Ensuite, le développement durable est un concept apparu en 1987 qui vise à intégrer des contraintes environnementales et sociales à l’économie. D’ailleurs, le Québec s’est depuis doté d’une Loi sur le développement durable, où il y énonce ses 16 principes de développement durable, dont la «protection du patrimoine culturel».
Toutefois, contrairement au BNB et au développement durable, le volet social de l’ESG est interprété sous l’angle de la promotion de la diversité culturelle, en opposition à la protection et la promotion des traditions ou pratiques culturelles locales.
Ainsi, l’ESG favorise l’effacement des cultures locales au profit d’un multiculturalisme mondialisé à saveur américaine, favorisant ainsi l’éclatement de la société en de nombreux sous-groupes identitaires concurrents.
Pour les entreprises québécoises adhérant à l’ESG, cela signifie promouvoir l’approche multiculturaliste canadienne de diversité culturelle, accélérant ainsi l’anglicisation de nos milieux de travail et ne laissant aucune place à la culture québécoise, alors que la langue française et la culture québécoise font partie des piliers incontestés de la nation québécoise.
Et pour tous les autres petits pays de ce monde, cela signifie également l’étouffement de leur culture locale au profit d’une uniformité américanisée.
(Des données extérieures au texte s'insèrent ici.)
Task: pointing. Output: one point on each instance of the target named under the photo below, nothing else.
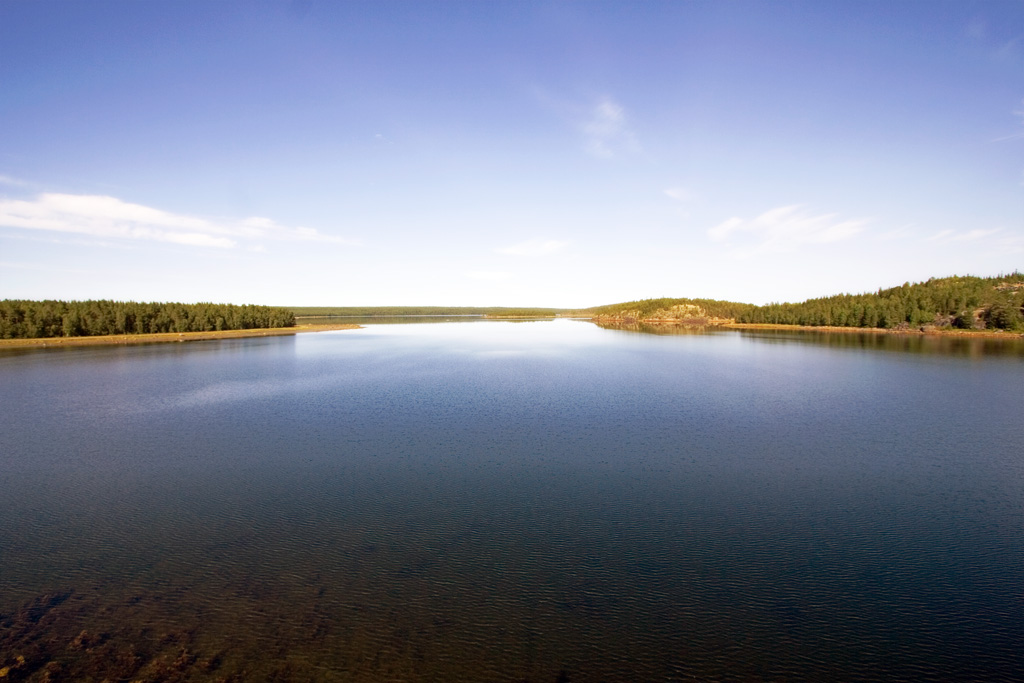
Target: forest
(370, 311)
(964, 302)
(956, 302)
(26, 319)
(646, 307)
L’ESG favorise donc ironiquement la réduction de la diversité mondiale des nations, au nom de la « diversité et de l’inclusion ».
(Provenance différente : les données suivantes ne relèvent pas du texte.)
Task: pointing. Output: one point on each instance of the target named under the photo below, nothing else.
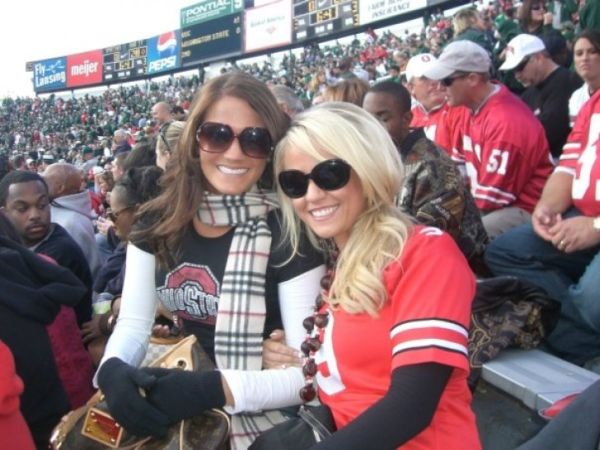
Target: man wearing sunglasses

Le Québec doit agir afin de limiter ou d’encadrer l’application de concepts américains comme l’ESG et l’EDI chez nous. Récemment, même le Parti libéral du Québec, dans son rapport de relance, s’inquiétait que la protection du français soit exclue des critères ESG des entreprises du Québec. De nombreuses entreprises privées et institutions publiques qui adhèrent à ces concepts donnent l’impression de s’être donné pour mission de transformer la société québécoise, souvent en l’américanisant et la canadianisant, sans que cela ait fait l’objet de quelconque débat public. Un État québécois qui se respecte devrait agir face à cette perte de souveraineté.
Soyons clairs, le Québec contribue à la diversité mondiale des nations, et l’adhésion de tous à des références culturelles communes favorise les liens sociaux, la solidarité et la mobilisation citoyenne. Ainsi, la protection et la promotion du français et de la culture québécoise devraient être au cœur de la responsabilité sociale de toutes les entreprises actives au Québec.